Once upon a time, a few months after starting my blog, I—like all new bloggers—began to wonder if anyone was reading my ramblings. Then one day I opened up my email to find approximately 100 comments* from someone called Domestikate. Domestikate turned out to be Kate from Edinburgh and we liked a lot of the same things: Harry Potter, polka dots, Jane Austen, cupcakes and Harry Potter (HP is serious business, y’all). If Humphrey Bogart had been around, he would have called it the beginning of a beautiful online friendship.

Two years and two weeks after that first comment (I just checked and can hardly believe it’s been that long), I bought a plane ticket from Texas to London. Tonight I bought my train ticket from London to Edinburgh. And in exactly 5 weeks, Kate and I will actually meet each other—live and in person.

I’m sorry, that doesn’t properly express my excitement.

I AM GOING TO MEET KATE IN FIVE WEEKS!!!!!

This trip idea all started when I realized the band would be playing a show in Glasgow. I thought it would be super cool if Kate got to go see them play and meet my brother. But the more I thought about it, the less I liked the idea of my punk of a baby brother meeting my best blogging buddy before I did.

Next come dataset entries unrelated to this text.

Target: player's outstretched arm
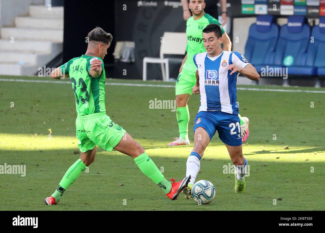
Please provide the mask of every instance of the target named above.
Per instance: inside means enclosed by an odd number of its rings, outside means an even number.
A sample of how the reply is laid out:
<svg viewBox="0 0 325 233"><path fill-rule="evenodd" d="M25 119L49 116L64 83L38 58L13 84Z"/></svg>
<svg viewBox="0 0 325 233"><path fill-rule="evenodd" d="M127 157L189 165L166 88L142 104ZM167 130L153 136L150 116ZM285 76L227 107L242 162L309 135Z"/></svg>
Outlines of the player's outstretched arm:
<svg viewBox="0 0 325 233"><path fill-rule="evenodd" d="M199 76L199 71L197 70L195 72L195 77L196 78L196 83L192 88L192 90L193 94L199 94L200 93L200 77Z"/></svg>
<svg viewBox="0 0 325 233"><path fill-rule="evenodd" d="M181 65L181 67L179 68L179 73L180 73L182 72L182 70L183 69L183 66L184 65L184 63L186 61L186 59L187 59L187 54L186 54L186 55L185 55L184 57L184 59L183 59L183 61L182 62L182 65Z"/></svg>
<svg viewBox="0 0 325 233"><path fill-rule="evenodd" d="M51 72L51 77L54 79L64 79L69 76L69 74L64 74L62 71L60 67L53 70Z"/></svg>
<svg viewBox="0 0 325 233"><path fill-rule="evenodd" d="M229 51L231 51L231 42L226 32L222 34L222 43L224 44L224 50Z"/></svg>
<svg viewBox="0 0 325 233"><path fill-rule="evenodd" d="M245 68L241 68L232 64L228 66L227 69L232 71L230 73L230 75L238 72L252 80L258 81L260 80L260 75L257 73L255 67L250 64L248 65Z"/></svg>

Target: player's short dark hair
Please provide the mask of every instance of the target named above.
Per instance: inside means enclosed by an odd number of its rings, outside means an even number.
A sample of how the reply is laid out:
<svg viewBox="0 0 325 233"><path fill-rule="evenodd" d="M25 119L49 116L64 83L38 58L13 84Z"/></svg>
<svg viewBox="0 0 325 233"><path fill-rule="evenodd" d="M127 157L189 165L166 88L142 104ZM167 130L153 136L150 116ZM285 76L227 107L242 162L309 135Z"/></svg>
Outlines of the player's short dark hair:
<svg viewBox="0 0 325 233"><path fill-rule="evenodd" d="M215 23L211 23L206 27L202 31L202 32L209 33L214 32L218 39L222 36L222 32L220 26Z"/></svg>
<svg viewBox="0 0 325 233"><path fill-rule="evenodd" d="M89 42L95 41L110 44L113 36L110 33L106 32L101 28L96 27L89 32L88 38Z"/></svg>

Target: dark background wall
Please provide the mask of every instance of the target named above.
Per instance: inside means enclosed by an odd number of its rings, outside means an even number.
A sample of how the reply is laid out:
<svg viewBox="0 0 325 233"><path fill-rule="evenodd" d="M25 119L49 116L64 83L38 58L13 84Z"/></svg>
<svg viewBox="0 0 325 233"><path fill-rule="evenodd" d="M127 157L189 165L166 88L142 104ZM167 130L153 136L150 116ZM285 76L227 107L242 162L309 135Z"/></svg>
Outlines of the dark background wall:
<svg viewBox="0 0 325 233"><path fill-rule="evenodd" d="M112 54L115 43L115 4L113 0L64 1L64 62L84 54L88 32L96 26L100 27L113 35L112 45L104 60L105 70L110 69L114 61Z"/></svg>
<svg viewBox="0 0 325 233"><path fill-rule="evenodd" d="M233 13L240 12L240 0L228 1L232 8L228 8L229 17ZM150 2L155 3L150 6L146 3ZM186 22L183 12L180 0L66 0L63 62L85 53L85 37L88 32L98 26L113 37L112 45L104 60L107 77L142 79L143 57L159 57L161 37L164 32L185 32ZM114 61L112 54L116 42L120 41L135 42L134 63ZM180 64L170 65L170 77L177 78ZM125 71L126 75L124 75ZM162 78L160 65L149 65L147 73L148 80Z"/></svg>

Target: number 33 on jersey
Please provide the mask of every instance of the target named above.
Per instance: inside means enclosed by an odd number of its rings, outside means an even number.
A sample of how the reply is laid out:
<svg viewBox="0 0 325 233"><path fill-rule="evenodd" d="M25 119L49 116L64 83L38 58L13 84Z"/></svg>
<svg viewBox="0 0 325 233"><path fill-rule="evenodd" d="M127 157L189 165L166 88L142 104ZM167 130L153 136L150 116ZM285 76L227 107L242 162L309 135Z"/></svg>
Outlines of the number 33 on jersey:
<svg viewBox="0 0 325 233"><path fill-rule="evenodd" d="M98 78L92 77L89 73L91 61L94 58L102 62L103 71ZM71 59L60 68L62 73L69 74L70 77L78 114L87 115L106 112L104 83L106 75L104 62L101 58L83 55Z"/></svg>

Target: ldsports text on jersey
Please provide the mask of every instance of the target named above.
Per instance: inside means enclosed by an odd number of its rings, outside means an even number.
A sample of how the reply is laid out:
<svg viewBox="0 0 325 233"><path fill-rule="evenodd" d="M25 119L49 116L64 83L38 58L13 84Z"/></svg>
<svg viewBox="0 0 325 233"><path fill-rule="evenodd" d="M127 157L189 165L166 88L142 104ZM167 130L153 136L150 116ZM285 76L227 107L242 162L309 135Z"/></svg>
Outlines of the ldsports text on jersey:
<svg viewBox="0 0 325 233"><path fill-rule="evenodd" d="M238 115L237 100L237 73L230 75L228 66L244 68L250 64L237 52L223 51L215 57L206 52L195 55L193 61L200 77L201 105L199 111L221 111Z"/></svg>

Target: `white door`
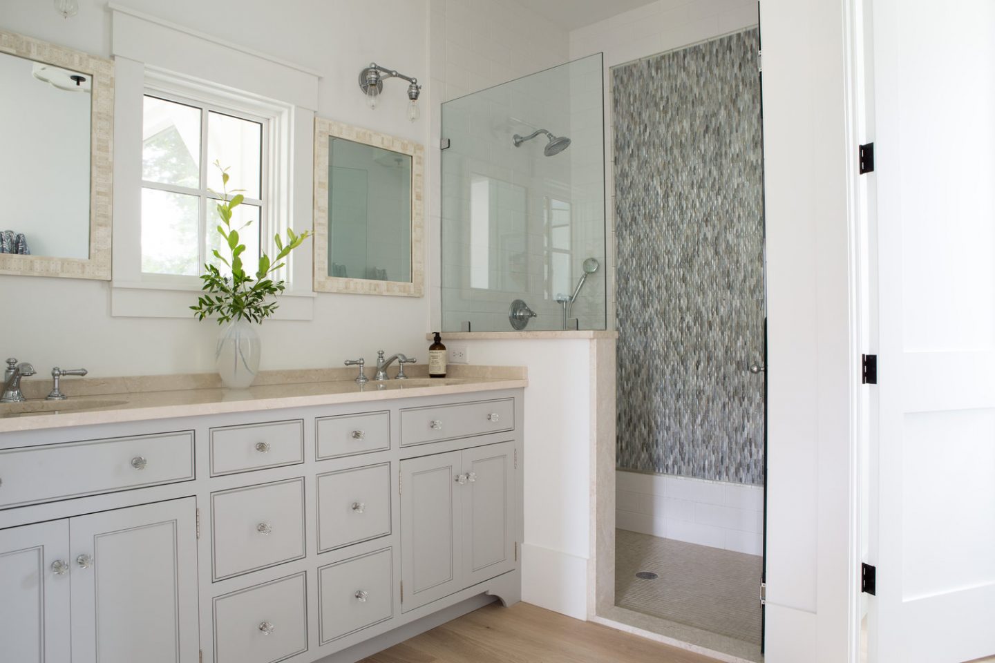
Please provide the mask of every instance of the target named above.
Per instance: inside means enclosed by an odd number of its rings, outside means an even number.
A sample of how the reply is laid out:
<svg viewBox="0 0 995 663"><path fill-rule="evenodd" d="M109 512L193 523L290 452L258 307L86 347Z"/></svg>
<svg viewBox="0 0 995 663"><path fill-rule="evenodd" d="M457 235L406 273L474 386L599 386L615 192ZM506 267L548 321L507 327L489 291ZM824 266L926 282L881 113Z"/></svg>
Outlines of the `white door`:
<svg viewBox="0 0 995 663"><path fill-rule="evenodd" d="M69 663L69 521L0 530L0 660Z"/></svg>
<svg viewBox="0 0 995 663"><path fill-rule="evenodd" d="M195 663L196 501L70 520L73 663Z"/></svg>
<svg viewBox="0 0 995 663"><path fill-rule="evenodd" d="M995 2L874 0L873 19L869 654L960 663L995 654Z"/></svg>
<svg viewBox="0 0 995 663"><path fill-rule="evenodd" d="M464 587L461 462L459 451L401 461L402 611Z"/></svg>
<svg viewBox="0 0 995 663"><path fill-rule="evenodd" d="M514 443L463 452L463 584L514 568Z"/></svg>

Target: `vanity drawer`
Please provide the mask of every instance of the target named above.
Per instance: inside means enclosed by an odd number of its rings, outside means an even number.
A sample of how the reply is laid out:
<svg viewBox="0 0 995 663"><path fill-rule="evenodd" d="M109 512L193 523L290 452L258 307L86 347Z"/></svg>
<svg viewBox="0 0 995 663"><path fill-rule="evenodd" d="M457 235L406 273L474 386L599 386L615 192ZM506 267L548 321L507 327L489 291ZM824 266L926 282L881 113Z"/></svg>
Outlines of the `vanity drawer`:
<svg viewBox="0 0 995 663"><path fill-rule="evenodd" d="M390 413L320 416L315 419L318 460L390 448Z"/></svg>
<svg viewBox="0 0 995 663"><path fill-rule="evenodd" d="M211 476L303 461L302 419L211 428Z"/></svg>
<svg viewBox="0 0 995 663"><path fill-rule="evenodd" d="M304 556L302 478L211 494L214 580Z"/></svg>
<svg viewBox="0 0 995 663"><path fill-rule="evenodd" d="M307 651L305 575L214 599L215 663L273 663Z"/></svg>
<svg viewBox="0 0 995 663"><path fill-rule="evenodd" d="M325 644L394 616L390 548L317 570L318 643Z"/></svg>
<svg viewBox="0 0 995 663"><path fill-rule="evenodd" d="M390 534L390 463L317 475L319 553Z"/></svg>
<svg viewBox="0 0 995 663"><path fill-rule="evenodd" d="M193 430L0 451L0 508L193 478Z"/></svg>
<svg viewBox="0 0 995 663"><path fill-rule="evenodd" d="M513 429L513 399L401 411L401 446Z"/></svg>

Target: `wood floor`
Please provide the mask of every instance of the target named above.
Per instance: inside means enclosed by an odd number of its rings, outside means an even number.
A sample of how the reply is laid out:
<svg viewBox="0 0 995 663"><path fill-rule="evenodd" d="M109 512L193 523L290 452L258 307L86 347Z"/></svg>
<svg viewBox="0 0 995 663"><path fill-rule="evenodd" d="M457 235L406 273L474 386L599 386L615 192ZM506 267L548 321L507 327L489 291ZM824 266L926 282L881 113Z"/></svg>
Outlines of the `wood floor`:
<svg viewBox="0 0 995 663"><path fill-rule="evenodd" d="M528 603L485 605L360 663L715 663Z"/></svg>

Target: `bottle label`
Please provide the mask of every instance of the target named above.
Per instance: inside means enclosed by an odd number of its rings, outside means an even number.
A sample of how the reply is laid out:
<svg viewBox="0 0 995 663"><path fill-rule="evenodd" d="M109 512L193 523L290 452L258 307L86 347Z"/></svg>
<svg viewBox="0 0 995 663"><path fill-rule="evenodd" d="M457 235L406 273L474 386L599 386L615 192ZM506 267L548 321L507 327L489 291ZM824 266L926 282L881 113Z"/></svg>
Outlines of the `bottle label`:
<svg viewBox="0 0 995 663"><path fill-rule="evenodd" d="M429 350L429 375L446 373L446 351Z"/></svg>

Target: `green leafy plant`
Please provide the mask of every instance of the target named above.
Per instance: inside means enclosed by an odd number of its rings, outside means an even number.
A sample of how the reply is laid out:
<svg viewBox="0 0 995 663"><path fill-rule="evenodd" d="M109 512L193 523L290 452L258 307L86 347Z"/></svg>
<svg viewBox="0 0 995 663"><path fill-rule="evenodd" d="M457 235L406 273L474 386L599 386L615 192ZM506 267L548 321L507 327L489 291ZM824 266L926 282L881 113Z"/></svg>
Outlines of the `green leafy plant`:
<svg viewBox="0 0 995 663"><path fill-rule="evenodd" d="M204 281L200 289L207 294L198 297L197 304L190 308L193 309L194 316L198 320L216 315L218 324L229 320L262 322L277 310L278 304L271 298L287 289L283 280L273 280L271 274L286 264L284 258L310 237L310 233L304 231L300 235L295 235L293 230L287 229L286 241L280 234L277 234L274 237L279 251L276 257L271 260L269 255L261 251L255 274L247 272L242 263L242 253L245 252L246 246L241 244L239 232L248 228L252 222L250 221L241 228L232 228L232 210L245 200L245 197L239 193L243 190L233 189L229 191L228 169L222 168L218 162L215 162L214 165L221 171L221 182L224 187L221 201L217 205L218 216L221 218L217 230L218 234L225 240L229 257L222 255L217 249L213 252L218 260L232 270L232 274L231 276L222 274L216 264L204 264L206 273L200 276L201 280ZM229 194L235 195L229 198Z"/></svg>

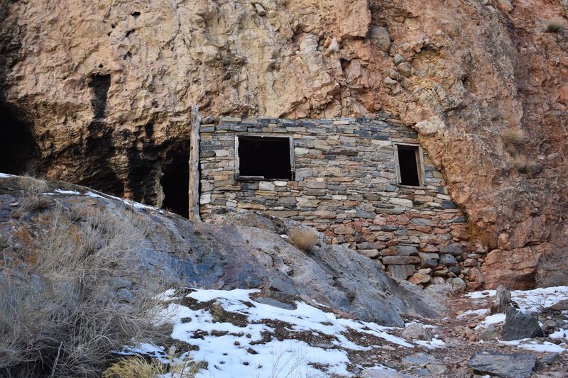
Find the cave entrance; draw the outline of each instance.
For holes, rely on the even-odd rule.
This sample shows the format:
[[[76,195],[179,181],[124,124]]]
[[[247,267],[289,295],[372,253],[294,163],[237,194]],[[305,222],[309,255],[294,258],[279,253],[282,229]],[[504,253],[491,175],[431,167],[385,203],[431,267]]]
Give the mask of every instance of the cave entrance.
[[[290,137],[236,135],[237,179],[294,179]]]
[[[416,145],[395,144],[398,184],[411,187],[423,185],[422,149]]]
[[[0,105],[0,172],[11,174],[38,172],[40,150],[29,124],[16,111]]]
[[[189,217],[190,206],[190,145],[187,143],[168,154],[162,165],[161,179],[164,200],[162,207]]]

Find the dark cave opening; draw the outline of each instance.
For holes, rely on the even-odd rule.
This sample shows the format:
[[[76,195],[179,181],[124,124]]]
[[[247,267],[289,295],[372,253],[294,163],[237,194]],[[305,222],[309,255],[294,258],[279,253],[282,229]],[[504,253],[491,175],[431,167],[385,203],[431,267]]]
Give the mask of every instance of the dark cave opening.
[[[0,172],[34,174],[40,150],[29,124],[16,111],[0,105]]]
[[[185,218],[189,216],[190,145],[182,143],[168,152],[162,165],[160,184],[164,192],[163,206]]]
[[[92,91],[91,104],[96,119],[104,118],[106,111],[106,96],[111,87],[111,75],[94,74],[91,75],[89,87]]]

I spent well over a month looking at plane tickets, waffling back and forth, trying to decide if I could really and truly afford the trip (This is The Year of Making Do, after all). But you know what? Life is short; we aren’t guaranteed tomorrow. Life is a banquet and most poor suckers are starving to death! And so shouting “carpe diem!” I bought my plane ticket.

I’ll be spending three days in London before heading up to meet Kate and gallivant around Scotland. It’s my first trip over the pond, though hopefully not my last, so I’m focusing on my “must sees” whilst in London. You know, the Charles Dickens Museum, The Victoria & Albert Museum, The British Library and of course I am making a very special trip to Jane Austen’s House Museum in Chawton (because who needs to see the Tower of London, right? I kid, I kid). If anyone has any helpful tips or tricks, please leave a comment! My eyes are starting to go cross-eyed from all the online research I’ve been doing.

Five weeks…I’m so excited I can hardly sleep!

P.S. One of my top five, all-time favorite bloggers featured my Pride & Prejudice garlands with a small Q&A with yours truly over on her blog, Pink of Perfection. Kate actually found my blog through her site, so this is really all Sarah’s doing. Thanks for everything, Sarah, you’re the best!

*This number may be slightly exaggerated.